The Mexican Peso (MXN) began the week on a weaker note, falling around 0.58% against the US Dollar (USD) as investors brace for key events, including the Federal Reserve’s (Fed) monetary policy meeting on May 7 and the release of Mexico’s inflation figures. At the time of writing, the USD/MXN trades at 19.67.
Market sentiment remains focused on US trade news, with the US signaling potential deals with India, South Korea, and Japan. Although US President Donald Trump stated that China “wants a deal very badly,” the absence of confirmation from Beijing about the start of discussions keeps traders on edge.
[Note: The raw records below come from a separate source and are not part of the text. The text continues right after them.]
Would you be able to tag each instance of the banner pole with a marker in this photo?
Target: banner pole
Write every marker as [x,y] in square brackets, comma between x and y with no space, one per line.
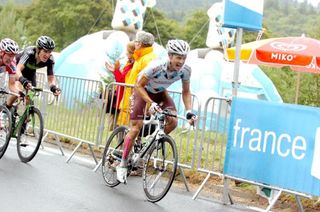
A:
[235,83]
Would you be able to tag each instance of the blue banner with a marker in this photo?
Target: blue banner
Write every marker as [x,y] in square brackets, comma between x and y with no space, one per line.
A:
[276,144]
[243,14]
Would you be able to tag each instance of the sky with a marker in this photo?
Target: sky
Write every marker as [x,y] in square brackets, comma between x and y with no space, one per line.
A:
[313,2]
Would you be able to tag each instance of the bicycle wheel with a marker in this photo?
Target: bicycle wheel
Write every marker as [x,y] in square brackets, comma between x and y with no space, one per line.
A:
[112,155]
[5,129]
[160,169]
[30,135]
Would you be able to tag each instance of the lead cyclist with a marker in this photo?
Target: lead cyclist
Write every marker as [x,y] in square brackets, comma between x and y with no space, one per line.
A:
[151,88]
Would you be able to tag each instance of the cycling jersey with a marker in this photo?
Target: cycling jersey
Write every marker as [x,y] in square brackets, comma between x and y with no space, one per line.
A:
[4,72]
[161,78]
[28,58]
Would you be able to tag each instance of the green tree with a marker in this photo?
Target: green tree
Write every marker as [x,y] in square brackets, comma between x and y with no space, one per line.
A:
[11,27]
[66,20]
[161,27]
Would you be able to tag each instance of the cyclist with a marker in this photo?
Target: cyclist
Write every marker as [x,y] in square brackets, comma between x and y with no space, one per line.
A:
[151,88]
[8,50]
[34,57]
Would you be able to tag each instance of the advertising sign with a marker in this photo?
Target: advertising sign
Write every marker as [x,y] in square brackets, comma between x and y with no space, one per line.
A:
[245,14]
[276,144]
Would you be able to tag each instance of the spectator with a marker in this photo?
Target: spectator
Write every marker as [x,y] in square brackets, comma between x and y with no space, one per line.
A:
[143,54]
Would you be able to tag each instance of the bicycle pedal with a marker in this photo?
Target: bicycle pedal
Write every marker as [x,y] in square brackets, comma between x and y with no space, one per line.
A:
[24,145]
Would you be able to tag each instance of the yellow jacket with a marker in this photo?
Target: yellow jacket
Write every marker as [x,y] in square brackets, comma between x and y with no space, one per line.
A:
[141,59]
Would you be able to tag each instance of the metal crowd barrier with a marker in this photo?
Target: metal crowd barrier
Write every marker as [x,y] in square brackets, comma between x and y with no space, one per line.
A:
[81,115]
[213,139]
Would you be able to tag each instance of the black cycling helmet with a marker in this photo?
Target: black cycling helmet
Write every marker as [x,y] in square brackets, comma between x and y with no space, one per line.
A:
[45,42]
[9,46]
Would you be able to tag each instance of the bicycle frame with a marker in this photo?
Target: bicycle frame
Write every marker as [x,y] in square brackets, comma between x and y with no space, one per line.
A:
[160,121]
[29,104]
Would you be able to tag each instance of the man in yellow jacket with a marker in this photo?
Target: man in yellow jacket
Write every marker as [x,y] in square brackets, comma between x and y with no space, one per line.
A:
[142,55]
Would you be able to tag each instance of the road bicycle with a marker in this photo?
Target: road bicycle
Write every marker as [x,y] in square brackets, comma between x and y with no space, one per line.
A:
[158,153]
[5,127]
[26,127]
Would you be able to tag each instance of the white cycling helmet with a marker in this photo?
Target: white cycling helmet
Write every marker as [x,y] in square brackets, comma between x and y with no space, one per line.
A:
[179,47]
[9,46]
[45,42]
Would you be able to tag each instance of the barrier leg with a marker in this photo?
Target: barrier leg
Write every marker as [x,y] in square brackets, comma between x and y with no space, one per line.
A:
[97,166]
[184,178]
[57,140]
[273,201]
[226,195]
[43,137]
[92,153]
[74,151]
[201,186]
[300,206]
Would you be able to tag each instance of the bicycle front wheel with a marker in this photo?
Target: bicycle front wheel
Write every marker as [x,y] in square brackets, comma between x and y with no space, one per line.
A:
[30,135]
[5,129]
[112,155]
[160,169]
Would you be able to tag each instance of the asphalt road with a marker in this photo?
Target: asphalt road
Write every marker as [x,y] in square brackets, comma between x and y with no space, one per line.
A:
[48,184]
Mexico’s economic calendar was light on Monday, with attention now turning to the release of April’s Consumer Price Index (CPI) on May 8. March inflation was recorded at 3.8% YoY, and Core CPI stood at 3.64%. While inflation remains within the Banco de Mexico’s (Banxico) target range of 3% ± 1%, any acceleration could pressure Banxico, which is in the midst of an easing cycle.
In other news, Mexican President Claudia Sheinbaum and US President Trump discussed the potential for a US military incursion into Mexico to combat drug cartels. Sheinbaum rejected the offer, stating, “We can work together, but you in your territory and us in ours.”
Meanwhile, data from the Institute for Supply Management (ISM) showed an improvement in US services activity in April, with a sub-component revealing a jump in Prices Paid, suggesting inflationary pressures are rising.
USD/MXN Outlook: Peso Faces Pressure Ahead of Fed and Inflation Data
The USD/MXN pair remains sensitive to shifts in sentiment, particularly with the upcoming Federal Reserve decision. Expectations are that the Fed will keep interest rates steady, but traders will be watching for any changes in tone from Fed Chair Jerome Powell at the post-meeting press conference.
The interest rate differential between the US and Mexico is likely to influence the direction of the USD/MXN. If the Fed maintains a hawkish stance, it could weaken the Peso, potentially pushing the exchange rate towards the key 200-day Simple Moving Average (SMA) at 19.98.
Technical Analysis: USD/MXN Struggles Below Key SMA Levels
The downtrend in USD/MXN remains intact, but the pair has found support around the 19.46-19.50 range, where sellers have struggled to drive prices lower. A rising Relative Strength Index (RSI) suggests that buyers may be gathering momentum, setting up a potential test of the 200-day SMA at 19.98. A breach of this level would expose the psychological 20.00 mark, followed by the 100-day SMA at 20.26.
On the downside, if USD/MXN falls below the 19.46 level, further declines toward the 19.00 mark are possible, with the next support located at 18.59, the high from June 28 that turned into support.